Holocaust

Holocaust might have started their career way back before I was born, preceding even the birth of what would become known as the NWOBHM by an odd year, but forty odd years later, they are still around and they remain focused on creating heavy metal that adheres only to John Mortimer’s standards. As their leader’s and sole original member, he’s always been the person responsible for creating all those “weird” and “heavy” noises up in Caledonia (Scotland). The post millennial form of Holocaust returns for another album, this time looking for an answer to the deeper meaning and the sources of life. John, offers a deeper insight...
Holocaust band pic
So, what’s up with Holocaust? You released a follow up to predator in four years, while it took you three times that long to follow up “Primal” (incl. changing the bandmembers). Why did it all take so long?
 
J: There were many contributing factors to the long break. So far as I could tell, at the time “Primal” was released, nobody was interested in Holocaust. I had no money, no resources. My son was about to be born and I wanted to put most of my time and energy into family life. Like I say, there were many factors... I myself was a total wreck at that point and I had to pull myself back up.

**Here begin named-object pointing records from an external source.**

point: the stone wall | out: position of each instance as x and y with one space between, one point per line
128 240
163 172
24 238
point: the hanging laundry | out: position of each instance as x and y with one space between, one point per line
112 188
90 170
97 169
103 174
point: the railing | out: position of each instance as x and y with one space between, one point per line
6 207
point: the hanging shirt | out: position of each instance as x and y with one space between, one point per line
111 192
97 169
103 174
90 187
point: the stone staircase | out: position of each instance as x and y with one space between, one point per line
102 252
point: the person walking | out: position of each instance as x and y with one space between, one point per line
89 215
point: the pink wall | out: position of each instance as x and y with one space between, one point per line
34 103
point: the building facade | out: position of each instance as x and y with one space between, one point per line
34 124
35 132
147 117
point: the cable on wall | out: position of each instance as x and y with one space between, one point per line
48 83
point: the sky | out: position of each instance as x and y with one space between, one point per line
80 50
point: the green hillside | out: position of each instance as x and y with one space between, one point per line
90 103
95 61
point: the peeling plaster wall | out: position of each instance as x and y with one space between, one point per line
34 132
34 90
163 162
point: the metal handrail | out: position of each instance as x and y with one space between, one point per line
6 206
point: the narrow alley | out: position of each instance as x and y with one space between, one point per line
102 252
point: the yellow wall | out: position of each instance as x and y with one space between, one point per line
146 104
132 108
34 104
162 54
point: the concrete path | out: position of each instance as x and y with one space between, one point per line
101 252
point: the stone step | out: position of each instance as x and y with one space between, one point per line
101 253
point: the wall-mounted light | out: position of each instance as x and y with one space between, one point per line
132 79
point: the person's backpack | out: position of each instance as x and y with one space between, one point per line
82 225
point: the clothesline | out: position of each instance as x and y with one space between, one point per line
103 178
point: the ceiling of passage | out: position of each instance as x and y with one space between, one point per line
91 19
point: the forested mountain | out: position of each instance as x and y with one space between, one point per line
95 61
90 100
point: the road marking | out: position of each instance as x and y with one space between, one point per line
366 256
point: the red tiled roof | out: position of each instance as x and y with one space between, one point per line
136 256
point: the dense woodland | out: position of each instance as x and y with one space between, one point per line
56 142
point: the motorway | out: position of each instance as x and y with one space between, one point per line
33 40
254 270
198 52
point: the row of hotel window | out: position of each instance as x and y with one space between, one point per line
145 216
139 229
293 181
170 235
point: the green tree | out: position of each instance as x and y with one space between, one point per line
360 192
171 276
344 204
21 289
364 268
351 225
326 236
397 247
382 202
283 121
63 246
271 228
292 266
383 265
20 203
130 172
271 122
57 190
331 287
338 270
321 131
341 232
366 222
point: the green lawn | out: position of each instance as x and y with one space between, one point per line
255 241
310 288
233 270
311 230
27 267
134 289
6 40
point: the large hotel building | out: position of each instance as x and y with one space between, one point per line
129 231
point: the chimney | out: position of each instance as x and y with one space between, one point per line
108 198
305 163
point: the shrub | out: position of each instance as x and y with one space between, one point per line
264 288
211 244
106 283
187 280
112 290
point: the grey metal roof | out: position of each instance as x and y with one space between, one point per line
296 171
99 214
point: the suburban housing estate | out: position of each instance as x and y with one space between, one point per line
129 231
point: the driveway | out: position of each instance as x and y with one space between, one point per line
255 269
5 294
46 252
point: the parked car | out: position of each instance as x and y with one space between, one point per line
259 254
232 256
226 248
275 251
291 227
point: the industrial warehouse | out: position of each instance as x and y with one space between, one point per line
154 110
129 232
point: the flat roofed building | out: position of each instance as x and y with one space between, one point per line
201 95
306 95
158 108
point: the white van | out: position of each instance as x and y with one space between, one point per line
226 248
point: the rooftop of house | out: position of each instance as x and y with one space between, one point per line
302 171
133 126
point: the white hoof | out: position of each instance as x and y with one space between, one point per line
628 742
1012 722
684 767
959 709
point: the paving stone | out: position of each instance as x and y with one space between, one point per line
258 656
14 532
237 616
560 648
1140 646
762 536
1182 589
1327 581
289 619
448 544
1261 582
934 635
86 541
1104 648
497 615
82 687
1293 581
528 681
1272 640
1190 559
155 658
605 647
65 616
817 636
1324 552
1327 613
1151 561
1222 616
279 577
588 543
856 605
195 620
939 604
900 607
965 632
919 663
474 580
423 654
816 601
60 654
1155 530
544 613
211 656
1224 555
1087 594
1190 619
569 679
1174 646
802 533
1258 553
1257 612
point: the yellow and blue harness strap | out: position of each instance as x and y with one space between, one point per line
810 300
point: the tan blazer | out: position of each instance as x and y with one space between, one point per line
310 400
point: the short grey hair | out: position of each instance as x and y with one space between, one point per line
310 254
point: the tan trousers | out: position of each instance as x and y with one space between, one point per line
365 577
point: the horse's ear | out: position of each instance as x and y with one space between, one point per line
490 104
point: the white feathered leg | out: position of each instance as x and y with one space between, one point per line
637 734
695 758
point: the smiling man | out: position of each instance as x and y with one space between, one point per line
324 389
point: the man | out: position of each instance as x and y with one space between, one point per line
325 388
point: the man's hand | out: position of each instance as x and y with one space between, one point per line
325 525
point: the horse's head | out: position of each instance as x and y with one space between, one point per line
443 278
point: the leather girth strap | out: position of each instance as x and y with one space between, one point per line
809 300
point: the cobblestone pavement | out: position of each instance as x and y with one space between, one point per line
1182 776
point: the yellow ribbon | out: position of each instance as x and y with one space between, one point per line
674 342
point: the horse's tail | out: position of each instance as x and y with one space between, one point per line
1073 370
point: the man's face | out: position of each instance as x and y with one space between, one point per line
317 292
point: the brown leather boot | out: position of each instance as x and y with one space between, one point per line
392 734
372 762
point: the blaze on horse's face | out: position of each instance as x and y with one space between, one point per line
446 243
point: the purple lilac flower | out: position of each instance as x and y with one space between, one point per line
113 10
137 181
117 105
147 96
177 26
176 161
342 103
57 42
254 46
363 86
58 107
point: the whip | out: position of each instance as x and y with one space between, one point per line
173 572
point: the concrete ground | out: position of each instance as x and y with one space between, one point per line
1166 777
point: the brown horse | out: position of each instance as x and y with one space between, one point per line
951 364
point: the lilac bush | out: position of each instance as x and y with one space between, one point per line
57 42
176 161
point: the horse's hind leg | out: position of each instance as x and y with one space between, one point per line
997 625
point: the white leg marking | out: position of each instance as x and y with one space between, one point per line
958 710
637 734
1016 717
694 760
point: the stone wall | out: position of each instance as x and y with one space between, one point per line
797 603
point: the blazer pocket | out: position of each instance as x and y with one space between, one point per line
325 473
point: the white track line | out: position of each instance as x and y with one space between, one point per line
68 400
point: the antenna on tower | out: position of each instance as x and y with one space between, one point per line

Linking up with Scott and Mark changed everything for me because not only were they great people and great musicians but Scott had a recording facility at home. We started a huge musical project around 2002 which is still not quite complete. Eventually this project will be released and it represents a journey to healing and transformation – a profound evolution to a higher level. That project was worked on regularly up to 2011 and it was then that I came back to life in terms of desiring passionately to get Holocaust back on the road and performing live. The first “Predator” songs were written then (also “Children of the Great Central Sun” and “Benedictus”, which feature on the new album), so in fact the “Predator” album did not take so very long. After that, I think the “wait” for the new one wasn’t that long. Was it?
 
 
Well, you were missed! But at least you seem to have found steady musical companions. Were you at any time tempted to add an extra guitarist, to allow you to play some “songs” and to add an emphasis to the sound?
 
J: Yes, for sure. But there is a unique musical dynamic that has evolved between the three of us and it just feels right to be a 3-piece.
 
 
Why did you name the new album, “Elder Gods” and why is there such a big focus on occult themes? Was it something that always fascinated you, was there a specific reason that prompted this shift from socio-politics into that?
 
J: The truly big questions have always been a priority for me... the only things that really matter. What is all this? What is existence? What am “I”" really – and why? What is real? What is God or a god? These types of questions. The “Elder Gods” are those that were known before the god of the Abrahamic religions (Judaism, Christianity and Islam). That is why I refer to them as “elder”.
 
 
How do you feel it compares to past works?
 
J: All my works are like children to me, so I don’t compare them in terms of, “this is better than that”. But the songs on “Elder Gods” are certainly more radical and more confident than most of the older songs. There are many things I express on this album that I have never been able to express before. There are dimensions accessed on the album that were never accessed before.
 
 
Are you happy with Sleaszy Rider as a company?
 
J: One thing I’ve learned is that it is unprofessional to say anything as an artist about that which is purely business.
 
 
“No Man’s Land” the missing piece in your discography (on CD) – got a release last year, how did that come about?
 
J: I honestly don’t know. I have no control over anything that happens with the catalog up to and including “Primal”. I get no royalties; I had no involvement at all with it.
 
 
Also your early EPs seem to just have been released by No Remorse Records this past week. Would there be a plan to also do a compilation of the later ones (“Sound of Souls” & “HMM”)?
 
J: Likewise, must have been licensed. See previous answer.
 
 
You’ve received some acclaim and have some popular tunes, that were covered by the likes of Gamma Ray and Metallica. Do you think the band ever reached its potential  Would you change things in the past if you had the chance/foresight?
 
J: The band has never really got off the ground. We are on the runway – there has been a severe delay, that’s all. There is only one thing I would change in the past – I would believe in myself.
 
 
You have been doing this for more than forty years.... did you expect that when you started?
 
J: Yes, I did. I wanted to be a musician.
 
 
Do you see yourself giving it up at some point?
 
J: No. After so many years… I still got it in my blood!
 
 
Are there plans to tour and could we expect a performance in Greece at some point?
 
J: We have just played Chania in Crete and that was wonderful. At the moment we only have 3 shows scheduled for November, 2 in the Netherlands and 1 in the UK. Sooner or later we will be touring in Greece though. We have many great supporters in Greece and we appreciate them deeply.
 
Salute Greek and international fans & the Grande Rock readers. Thx for talking to Grande Rock!
 
J: Hello beautiful people! I hope you get our new album and that you enjoy it! Cheers!